POS & NER Part 2: Name Entity Recognition
Today, we’ll explore of of NLP fundamental task, Named Entity Recognition (NER). NER involves identifying and classifying named entities within text, such as people, organizations, locations, dates, and quantities. These entities provide crucial context and meaning to the text. Our objective for today is to take a raw text as input and apply NER techniques to extract and categorize the relevant named entities. Let’s start by adding the Spacy library.
import spacy
nlp = spacy.load('en_core_web_sm')
Alright, next up, let’s create a variable to hold the text we’re gonna work with. I’m gonna use a big chunk of text for this one
doc = nlp(u'Elon Musk announced that Tesla, Inc. will open a new manufacturing plant in Berlin, Germany, by the end of 2025. The facility is expected to produce over 100,000 electric vehicles annually and create thousands of jobs in the region. Last year, SpaceX, another company founded by Musk, successfully launched its Starship rocket from Cape Canaveral in Florida, marking a major milestone in space exploration. The announcement was made during the 2024 International Automotive Expo in New York City, where several companies, including BMW and Ford, showcased their latest innovations.')
We’re gonna build a function to show us the entity information.
def show_ents(doc):
if doc.ents:
for ent in doc.ents:
print(f"{ent.text:{30}} {ent.label_:{10}} {str(spacy.explain(ent.label_))}")
else:
print('No entities found')
show_ents(doc)
After you run the code, you’ll see that the text we’re using is packed with entities.
Let’s figure out how many times each entity is mentioned.
from collections import Counter
def count_ents(doc):
ent_labels = [ent.label_ for ent in doc.ents]
counts = Counter(ent_labels)
for label, count in counts.items():
print(f"{label:{10}} {count}")
count_ents(doc)
Now you can see a list of all the entities and how often they show up. You’ll notice that some of them appear more than once.
Let’s visualize it to show it better. But this time, I want to highlight only on GPE and PERSON.
for sents in doc.sents:
colors={'GPE':'radial-gradient(#a18cd1 ,#6a11cb )', 'PERSON':'radial-gradient(#ff9a9e ,#b91d73 )'}
options = {'ents':['GPE', 'PERSON'], 'colors':colors}
displacy.render(nlp(sents.text), style='ent', jupyter=True, options=options)
Here’s what I got when I made a picture of the named entities. I put each sentence on its own line and highlighted GPE and PERSON entities.
There could be times when you need to include more entities. Let’s do another example with a shorter text.

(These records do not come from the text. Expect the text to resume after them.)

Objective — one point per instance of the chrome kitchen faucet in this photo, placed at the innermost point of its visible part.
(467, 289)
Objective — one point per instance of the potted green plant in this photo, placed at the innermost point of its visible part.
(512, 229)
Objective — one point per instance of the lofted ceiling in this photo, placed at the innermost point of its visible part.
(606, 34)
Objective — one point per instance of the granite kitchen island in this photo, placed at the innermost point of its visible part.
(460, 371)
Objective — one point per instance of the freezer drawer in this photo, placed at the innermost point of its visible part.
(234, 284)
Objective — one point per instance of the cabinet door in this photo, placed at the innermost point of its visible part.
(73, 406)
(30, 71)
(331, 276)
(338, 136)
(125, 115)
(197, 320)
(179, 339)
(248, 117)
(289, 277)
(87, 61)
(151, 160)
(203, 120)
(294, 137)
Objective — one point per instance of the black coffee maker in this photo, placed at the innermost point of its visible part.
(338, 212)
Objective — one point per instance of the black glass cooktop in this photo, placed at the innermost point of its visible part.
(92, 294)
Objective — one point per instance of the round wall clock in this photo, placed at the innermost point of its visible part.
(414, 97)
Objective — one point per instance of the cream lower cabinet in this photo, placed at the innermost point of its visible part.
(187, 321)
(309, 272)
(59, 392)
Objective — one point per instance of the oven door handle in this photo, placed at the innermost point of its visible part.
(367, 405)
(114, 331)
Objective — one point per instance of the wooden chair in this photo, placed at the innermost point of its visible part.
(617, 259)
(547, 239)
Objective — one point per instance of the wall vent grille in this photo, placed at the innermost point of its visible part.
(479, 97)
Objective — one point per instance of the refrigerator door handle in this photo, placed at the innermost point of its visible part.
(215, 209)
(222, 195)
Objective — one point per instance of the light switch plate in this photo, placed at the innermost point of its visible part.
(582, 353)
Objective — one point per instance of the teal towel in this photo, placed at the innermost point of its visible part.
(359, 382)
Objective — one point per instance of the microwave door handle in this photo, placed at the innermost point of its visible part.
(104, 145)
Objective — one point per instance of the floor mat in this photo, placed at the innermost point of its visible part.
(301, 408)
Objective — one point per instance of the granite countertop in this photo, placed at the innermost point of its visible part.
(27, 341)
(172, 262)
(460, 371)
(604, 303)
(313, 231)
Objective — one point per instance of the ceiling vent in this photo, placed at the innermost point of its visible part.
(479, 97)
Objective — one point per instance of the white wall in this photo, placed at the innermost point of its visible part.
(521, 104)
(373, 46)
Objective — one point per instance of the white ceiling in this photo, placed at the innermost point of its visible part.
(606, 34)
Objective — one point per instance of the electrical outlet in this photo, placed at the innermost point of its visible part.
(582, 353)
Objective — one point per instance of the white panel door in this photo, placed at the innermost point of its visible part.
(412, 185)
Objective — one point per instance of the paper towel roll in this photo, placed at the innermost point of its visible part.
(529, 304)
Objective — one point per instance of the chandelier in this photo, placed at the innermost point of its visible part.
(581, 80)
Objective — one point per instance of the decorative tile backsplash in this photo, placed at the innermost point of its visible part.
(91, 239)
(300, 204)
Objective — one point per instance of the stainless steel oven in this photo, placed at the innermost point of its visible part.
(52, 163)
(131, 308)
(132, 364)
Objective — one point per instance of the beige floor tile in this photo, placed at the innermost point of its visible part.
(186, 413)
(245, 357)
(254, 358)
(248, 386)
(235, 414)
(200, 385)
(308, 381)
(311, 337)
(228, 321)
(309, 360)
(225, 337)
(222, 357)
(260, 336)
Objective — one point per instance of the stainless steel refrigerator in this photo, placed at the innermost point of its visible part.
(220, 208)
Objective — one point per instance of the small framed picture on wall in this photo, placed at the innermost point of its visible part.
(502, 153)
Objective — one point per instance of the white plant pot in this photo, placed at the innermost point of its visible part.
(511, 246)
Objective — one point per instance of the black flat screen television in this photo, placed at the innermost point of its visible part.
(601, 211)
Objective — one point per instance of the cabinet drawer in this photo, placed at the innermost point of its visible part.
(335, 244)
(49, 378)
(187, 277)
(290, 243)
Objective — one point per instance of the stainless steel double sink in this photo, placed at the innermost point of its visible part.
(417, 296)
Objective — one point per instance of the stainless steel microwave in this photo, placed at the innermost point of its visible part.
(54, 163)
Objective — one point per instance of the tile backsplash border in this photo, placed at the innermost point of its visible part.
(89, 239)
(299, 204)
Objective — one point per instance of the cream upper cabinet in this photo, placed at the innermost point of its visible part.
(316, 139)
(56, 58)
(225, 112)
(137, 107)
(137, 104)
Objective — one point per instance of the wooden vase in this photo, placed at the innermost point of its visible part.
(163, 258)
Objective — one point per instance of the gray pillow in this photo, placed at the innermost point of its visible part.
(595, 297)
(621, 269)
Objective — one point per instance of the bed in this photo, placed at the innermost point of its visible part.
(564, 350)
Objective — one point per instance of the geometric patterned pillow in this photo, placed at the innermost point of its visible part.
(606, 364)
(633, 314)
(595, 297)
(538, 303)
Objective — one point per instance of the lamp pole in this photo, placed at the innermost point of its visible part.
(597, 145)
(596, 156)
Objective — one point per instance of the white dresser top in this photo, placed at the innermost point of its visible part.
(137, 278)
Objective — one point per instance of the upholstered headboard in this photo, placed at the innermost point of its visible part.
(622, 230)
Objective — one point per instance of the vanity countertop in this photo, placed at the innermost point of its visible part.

docs = nlp(u'She is an avid book reader and spends hours every day immersed in novels.'
u'The book-reader she bought, similar to the Amazon Kindle, makes reading more convenient on the go.')
show_ents(docs)
As we can see, there are two entities listed on on the text
For this one, I want to include ‘book reader’ and ‘book-reader’ to our list of entities and see what happens. We need to add ‘book reader’ and ‘book-reader’ to our list. Now let’s see if they match anything in the text
from spacy.matcher import PhraseMatcher
matcher = PhraseMatcher(nlp.vocab)
phrase_list = ['book reader', 'book-reader']
phrase_pattern = [nlp(text) for text in phrase_list]
matcher.add('br', None, *phrase_pattern)
found_matches = matcher(docs)
for match_id, start, end in found_matches:
string_id = nlp.vocab.strings[match_id]
span = docs[start:end]
print(match_id, string_id, start, end, span.text)
We found 2 matches in the text.
Now let’s sign the phrase list as product entity
from spacy.tokens import Span
PROD = docs.vocab.strings[u'PRODUCT']
new_entities = [Span(docs,match[1],match[2],label=PROD) for match in found_matches]
docs.ents = list(docs.ents) + new_entities
show_ents(docs)
Here’s the updated list of entities. ‘book reader’ and ‘book-reader’ are now listed as PRODUCT entities.
In today’s exploration of Named Entity Recognition (NER), we’ve successfully demonstrated its ability to extract and categorize crucial information from raw text. By leveraging the Spacy library and applying NER techniques, we were able to identify and analyze various named entities, including people, organizations, locations, and even custom entities like “book reader.” Through our visualizations and analysis, we gained valuable insights into the frequency and distribution of these entities within the text.